X Sylvi – una quasi ricetta per il Cacciucco,
( Cacciucco non caciucco come qualcuno scrive, con 5 c, è l’unica parola che i livornesi pronunciano con la prima c ben marcata mentre solitamente se le mangiano, classico al bar ordinare ”una ‘o’a ‘ola ‘o la ‘annuccia” per “una coca cola con la cannuccia”
Componenti :
Parti visivamente distinguibili: Gamberi, cozze, polpo, seppia e tranci di palombo, cappone, nasello, cotti, con tempi differenziati, più o meno “in umido” con aglio salvia e vino rosso. Parti indistinte: con cipolla, carota, sedano, prezzemolo, scorfani, gallinelle, bocacce, sparlotti, tordi, ed altri dei così detti pesci da minestra secondo la disponibilità del mercato ed in proporzioni variabili, tutto passato al tritatutto a formare un brodo denso da aggiungere agli altri componenti a cottura quasi ultimata. La variabilità dei componenti è il grande pregio del cacciucco un piatto che è sempre uguale ma sempre diverso. S completa con pane scuro abbrustolito e sfregato con aglio e/o peperoncino.
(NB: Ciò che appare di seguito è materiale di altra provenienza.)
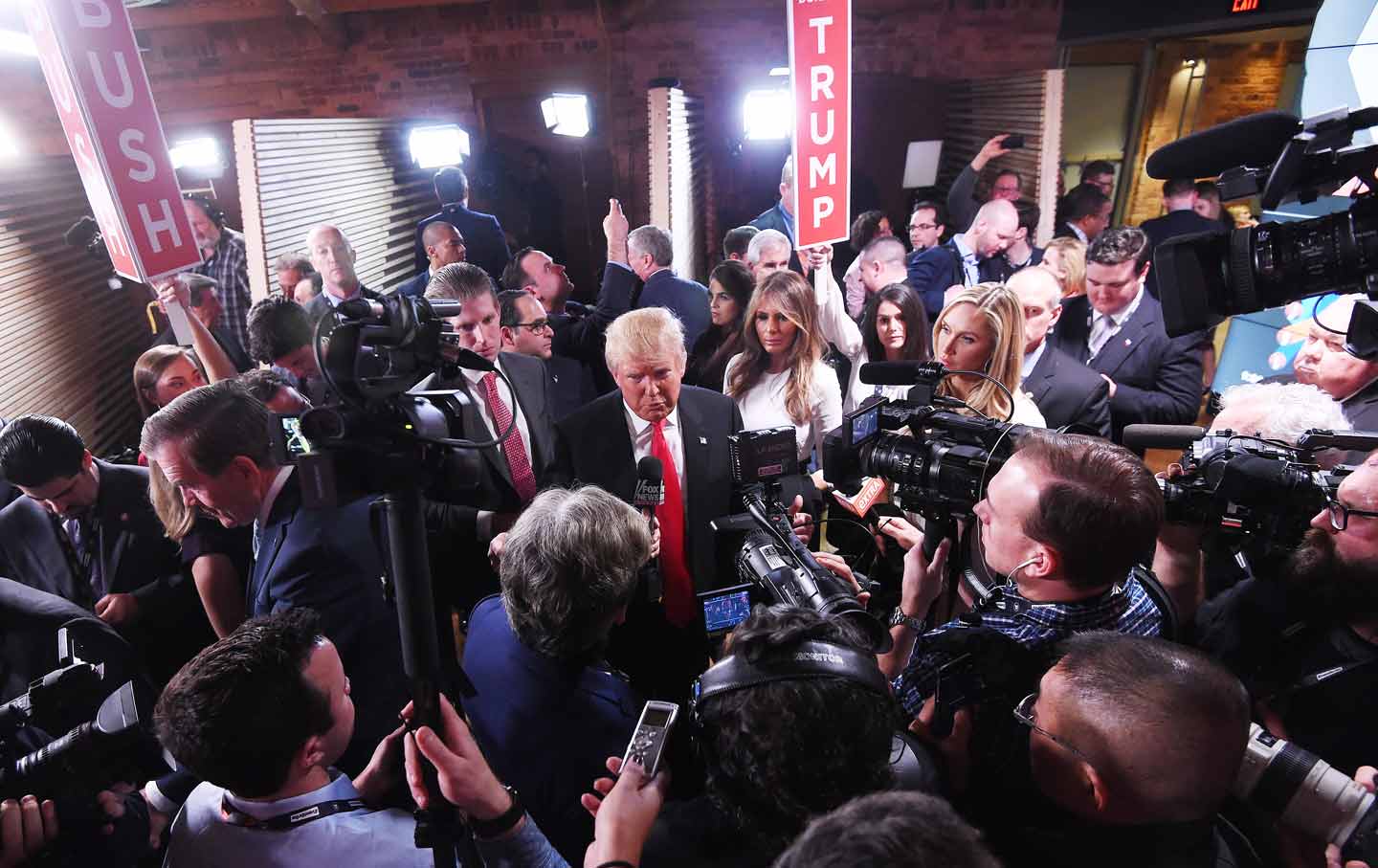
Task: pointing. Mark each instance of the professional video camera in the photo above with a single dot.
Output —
(94, 752)
(1306, 792)
(1208, 278)
(773, 565)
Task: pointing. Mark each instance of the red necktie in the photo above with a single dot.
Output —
(681, 604)
(513, 448)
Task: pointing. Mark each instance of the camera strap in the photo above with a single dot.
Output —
(290, 820)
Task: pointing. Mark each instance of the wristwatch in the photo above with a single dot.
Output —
(500, 824)
(900, 619)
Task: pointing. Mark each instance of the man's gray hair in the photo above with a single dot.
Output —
(569, 564)
(1283, 411)
(764, 238)
(655, 241)
(645, 335)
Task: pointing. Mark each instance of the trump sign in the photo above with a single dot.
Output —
(100, 90)
(820, 72)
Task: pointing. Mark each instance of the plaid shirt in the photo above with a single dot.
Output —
(229, 268)
(1126, 608)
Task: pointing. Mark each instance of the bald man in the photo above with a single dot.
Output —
(1065, 390)
(444, 245)
(332, 256)
(967, 257)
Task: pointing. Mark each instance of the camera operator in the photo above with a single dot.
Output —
(1133, 746)
(1306, 642)
(1045, 523)
(1272, 411)
(536, 654)
(211, 448)
(777, 754)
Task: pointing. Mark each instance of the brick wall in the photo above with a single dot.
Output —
(485, 68)
(1240, 78)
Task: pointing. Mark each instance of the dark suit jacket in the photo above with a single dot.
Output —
(683, 298)
(484, 241)
(579, 332)
(415, 287)
(1158, 379)
(937, 268)
(570, 385)
(1171, 225)
(773, 219)
(327, 560)
(135, 558)
(1068, 393)
(594, 448)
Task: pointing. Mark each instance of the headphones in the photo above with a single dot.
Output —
(808, 660)
(209, 207)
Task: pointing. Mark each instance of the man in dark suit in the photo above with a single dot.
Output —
(526, 331)
(649, 256)
(1181, 219)
(211, 447)
(579, 329)
(967, 257)
(482, 234)
(334, 259)
(444, 245)
(86, 530)
(1117, 329)
(782, 216)
(1064, 390)
(661, 646)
Antonio – – – antonio.zaimbri@tiscali.it
ehh, caro AZ,
devo andare sull’enciclopedia che indica tutti i nomi dei pesci nelle varie regioni d’Italia.
Lo sparlotto credo sia un sarago…
gallinella … della famiglia degli spari…
boccaccia e il tordo …ci sono sconosciuti!…
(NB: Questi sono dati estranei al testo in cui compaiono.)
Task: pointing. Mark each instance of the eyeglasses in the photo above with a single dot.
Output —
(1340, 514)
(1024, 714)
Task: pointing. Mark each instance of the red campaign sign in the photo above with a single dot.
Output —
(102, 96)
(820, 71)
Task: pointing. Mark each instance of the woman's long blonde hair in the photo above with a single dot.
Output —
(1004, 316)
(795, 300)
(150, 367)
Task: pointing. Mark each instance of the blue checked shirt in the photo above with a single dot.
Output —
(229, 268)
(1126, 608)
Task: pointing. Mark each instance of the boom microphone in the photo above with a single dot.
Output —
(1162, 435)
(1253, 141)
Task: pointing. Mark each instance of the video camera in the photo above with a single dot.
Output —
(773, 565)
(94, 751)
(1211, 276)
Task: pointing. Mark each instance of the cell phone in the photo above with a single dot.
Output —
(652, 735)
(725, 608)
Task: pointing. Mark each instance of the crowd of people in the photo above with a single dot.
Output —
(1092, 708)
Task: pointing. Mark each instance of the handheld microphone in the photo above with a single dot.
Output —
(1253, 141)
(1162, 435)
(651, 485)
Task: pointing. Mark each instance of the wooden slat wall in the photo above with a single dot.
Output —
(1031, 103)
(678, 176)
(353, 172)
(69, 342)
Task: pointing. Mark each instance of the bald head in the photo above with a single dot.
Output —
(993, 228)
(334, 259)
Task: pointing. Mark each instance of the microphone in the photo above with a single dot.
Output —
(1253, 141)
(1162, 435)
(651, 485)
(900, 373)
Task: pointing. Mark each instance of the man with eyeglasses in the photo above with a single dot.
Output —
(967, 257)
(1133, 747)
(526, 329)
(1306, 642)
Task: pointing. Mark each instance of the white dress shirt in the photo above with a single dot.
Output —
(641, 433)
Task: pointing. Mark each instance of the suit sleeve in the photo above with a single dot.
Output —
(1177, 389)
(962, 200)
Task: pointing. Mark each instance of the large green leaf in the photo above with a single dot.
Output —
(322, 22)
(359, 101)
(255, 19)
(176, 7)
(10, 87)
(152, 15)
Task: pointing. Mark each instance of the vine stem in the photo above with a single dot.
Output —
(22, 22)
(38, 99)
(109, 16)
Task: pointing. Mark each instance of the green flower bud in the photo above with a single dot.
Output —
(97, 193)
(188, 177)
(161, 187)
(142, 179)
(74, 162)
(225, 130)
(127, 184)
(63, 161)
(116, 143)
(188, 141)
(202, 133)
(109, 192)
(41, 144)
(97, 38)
Mi meraviglia molto che mettiate lo scorfano fra le parti indistinte;
è carne molto soda e buona e quassù insieme alla tracina, agli scampi sono alla base di qualsiasi zuppa, con i calamari e le seppie naturalmente.
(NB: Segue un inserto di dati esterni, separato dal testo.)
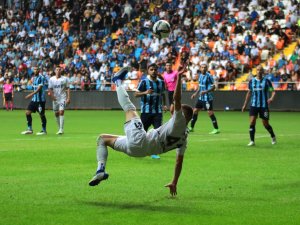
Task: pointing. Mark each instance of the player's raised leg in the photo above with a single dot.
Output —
(103, 141)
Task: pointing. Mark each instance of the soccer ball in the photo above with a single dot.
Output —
(161, 28)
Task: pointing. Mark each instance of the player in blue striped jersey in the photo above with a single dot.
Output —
(38, 102)
(153, 101)
(259, 88)
(205, 100)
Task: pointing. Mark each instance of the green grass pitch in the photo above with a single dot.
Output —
(44, 179)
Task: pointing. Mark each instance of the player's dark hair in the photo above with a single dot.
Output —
(187, 112)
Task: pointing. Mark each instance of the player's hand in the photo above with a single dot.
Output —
(28, 96)
(173, 188)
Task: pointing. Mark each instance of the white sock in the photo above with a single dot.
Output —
(102, 154)
(62, 121)
(124, 100)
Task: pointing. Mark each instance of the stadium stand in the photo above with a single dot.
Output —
(232, 36)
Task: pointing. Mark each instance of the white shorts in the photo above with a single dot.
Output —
(135, 142)
(59, 105)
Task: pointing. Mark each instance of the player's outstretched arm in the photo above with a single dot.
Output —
(177, 92)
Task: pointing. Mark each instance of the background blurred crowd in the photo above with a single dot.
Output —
(92, 39)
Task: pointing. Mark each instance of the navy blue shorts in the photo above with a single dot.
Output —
(37, 107)
(262, 112)
(206, 105)
(154, 119)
Comunque grazie e oggi buon bis!
ps. un vecchio piatto delle isole dalmate è lo “scorfano in peca”.
Adagiano lo scorfano in un alto strato di patate, quelle loro rosse e asciutte, dentro una “peca” di ferro con coperto stagno.
Innaffiano con poco vino ed erbe di macchia.
Il tutto cuoce lentamente sotto uno strato di braci rinnovate continuamente.
La vera morte dello scorfano, da leccarsi i diti, direbbe la Gelmini!